Le chemin d'enfer
Poème de Léo Ferré
Je ne sais pas l'an que je viens de vivre
Dans la feuille morte où vient de passer
Toute la veinure et l'âme du givre
Tout le délaissé de tout ce passé
Je ne sais pas l'heure et l'heure me tire
Et me tire au bord de la vérité
Si pour le meilleur j'ai laissé le pire
Le pire m'a mis le meilleur au cœur
La morale aux fers et tout cet empire
De désirs non eus et de beaux malheurs
Justice soit faite au bas de la carte
Où mon astrologue a vêtu ma peur
Cette peur prescrite il faut qu'elle écarte
Le grain de l'ivraie au mieux des saisons
Réclamant son dû et puis qu'elle parte
Paradis construit d'âmes linéaires
Je sens dans le creux de vos oraisons
Le parfum lassé d'un brin de bruyère
Comme d'un automne à peine exaucé
Quand l'hiver se range au bord des rivières
Et que des miroirs coulent verglacés
Dans le feu dormant rose des contraintes
Je sais que sommeille un désir glacé
Tout est sur la brèche et même la plainte
Qui va s'échapper comme un jour descend
De ce cheval triste et fou qu'on éreinte
Sur le long charroi que la mort surprend
Cette plainte-là comme un diadème
Ceint sa tête un peu d'étoiles de sang
De toute éternité c'est dans le thème
Que la Nature doit traduire au mieux
De la finitude et de son dilemme
Vivre sur l'horrible et gagner au jeu
De la marguerite effeuillée quand même
"Je t'aime " c'est du meurtre à petit feu
ô Nietzsche agrippé naseaux de Turin
Ce fiacre roulant dans le fantastique
Et la Folie te prenant par la main
J'entends dans la rue une hippomusique
ô Nietzsche l'entends-tu?
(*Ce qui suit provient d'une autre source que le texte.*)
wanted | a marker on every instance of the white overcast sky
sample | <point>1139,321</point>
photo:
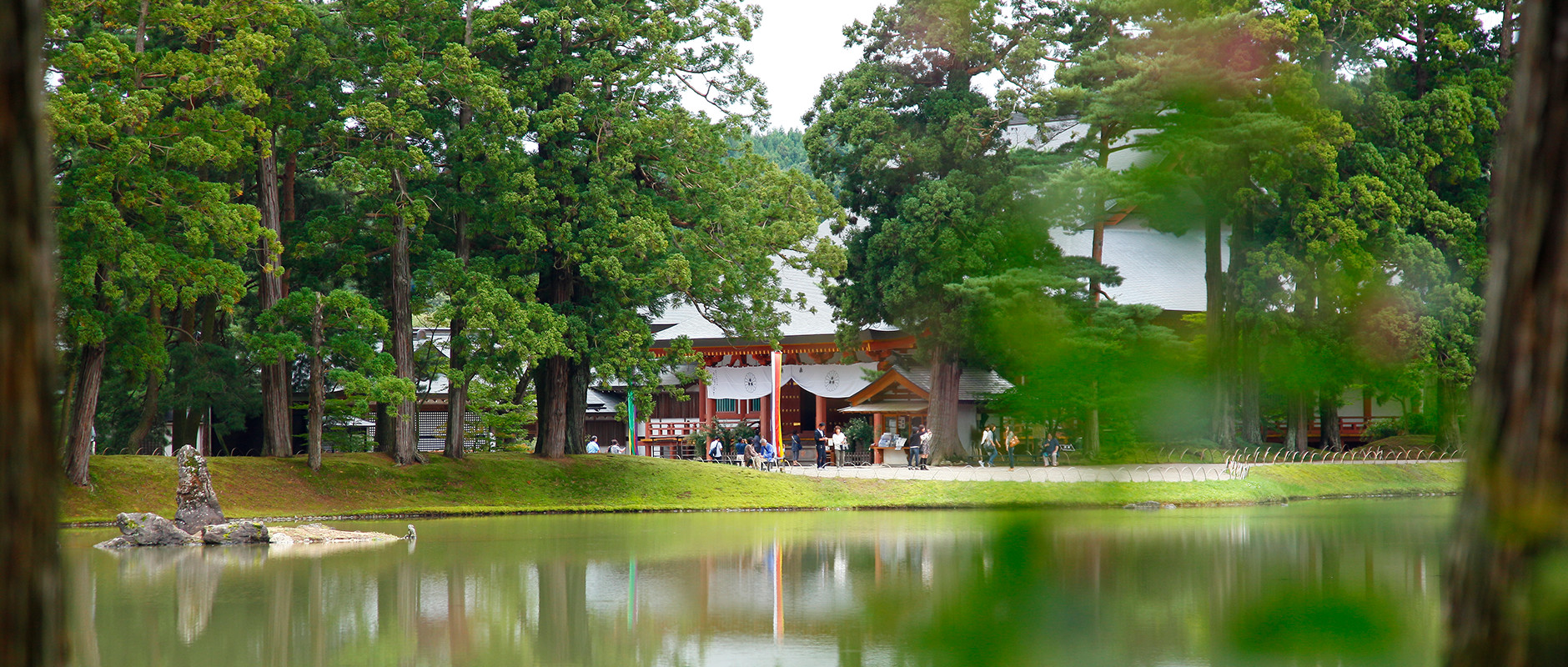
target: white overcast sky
<point>800,43</point>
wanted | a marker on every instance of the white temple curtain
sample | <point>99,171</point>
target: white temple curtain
<point>822,379</point>
<point>832,379</point>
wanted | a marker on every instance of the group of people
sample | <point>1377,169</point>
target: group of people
<point>990,447</point>
<point>593,447</point>
<point>755,451</point>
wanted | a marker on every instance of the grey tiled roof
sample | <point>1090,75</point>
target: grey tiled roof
<point>1156,268</point>
<point>974,384</point>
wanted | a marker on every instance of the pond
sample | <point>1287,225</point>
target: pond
<point>1313,583</point>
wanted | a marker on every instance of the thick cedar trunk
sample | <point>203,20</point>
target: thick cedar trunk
<point>550,381</point>
<point>317,389</point>
<point>270,282</point>
<point>32,619</point>
<point>575,406</point>
<point>457,374</point>
<point>140,437</point>
<point>1505,570</point>
<point>1097,253</point>
<point>1241,331</point>
<point>1448,412</point>
<point>384,428</point>
<point>1252,384</point>
<point>942,410</point>
<point>286,196</point>
<point>405,420</point>
<point>1329,415</point>
<point>149,404</point>
<point>552,374</point>
<point>1222,420</point>
<point>90,378</point>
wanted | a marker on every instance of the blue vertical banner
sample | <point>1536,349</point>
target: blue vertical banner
<point>631,419</point>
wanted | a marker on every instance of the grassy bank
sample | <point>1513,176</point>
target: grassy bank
<point>367,484</point>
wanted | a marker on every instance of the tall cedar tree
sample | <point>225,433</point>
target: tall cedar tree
<point>921,162</point>
<point>32,606</point>
<point>637,199</point>
<point>1507,569</point>
<point>148,123</point>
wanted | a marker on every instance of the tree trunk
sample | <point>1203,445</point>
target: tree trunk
<point>1329,414</point>
<point>270,288</point>
<point>1222,420</point>
<point>1448,415</point>
<point>1505,570</point>
<point>384,428</point>
<point>457,373</point>
<point>1252,383</point>
<point>405,436</point>
<point>90,378</point>
<point>317,387</point>
<point>942,410</point>
<point>140,437</point>
<point>1092,426</point>
<point>32,617</point>
<point>577,406</point>
<point>550,385</point>
<point>552,374</point>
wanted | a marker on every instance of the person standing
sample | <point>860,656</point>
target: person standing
<point>1010,442</point>
<point>822,445</point>
<point>988,445</point>
<point>1048,453</point>
<point>926,447</point>
<point>841,445</point>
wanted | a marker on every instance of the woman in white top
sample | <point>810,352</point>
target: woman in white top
<point>839,445</point>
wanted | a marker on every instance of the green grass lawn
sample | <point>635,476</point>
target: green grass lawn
<point>369,484</point>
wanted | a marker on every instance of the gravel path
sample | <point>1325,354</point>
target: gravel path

C'est du chagrin
Avec le mors au cœur, c'est une clique
Et ses tambours voilés frappent le temps
Sur le pavé des cours et de ta gloire
Avec des chevaux se remémorant
Avec des chevaux à l'avoine noire
Mâchant de la mort le sourire aux dents
Ces dents comme des trous dans la mémoire
Et sur la treille aux grappes de velours
Je millésime un cru de couturière
Un bordeaux de dentelle au creux du jour
Sur le chemin d'enfer je fais la guerre
Aux standards accueillis aux tambours
A ceux qui n'ont jamais l'âme légère
Or j'allais par les champs L'épouvantail
Me fit des signes et j'allai droit à l'ombre
Comme inscrite au fusain sur un vitrail
J'avais l'air d'un corbeau comme lui sombre
Et m'étonnai qu'un si pauvre attirail
En croix troué pût remplacer le nombre
Eh! mon corbeau que dis-tu de ma trogne?
Comment? me dis-je lui si près de moi
Et il n'attend même pas qu'on y cogne!
L'échine ravaudée avec les doigts
Qui tricotent la peur sous la besogne
Les gens gagnent le grain que je leur dois
Comment t'appelles-tu fripier des brumes?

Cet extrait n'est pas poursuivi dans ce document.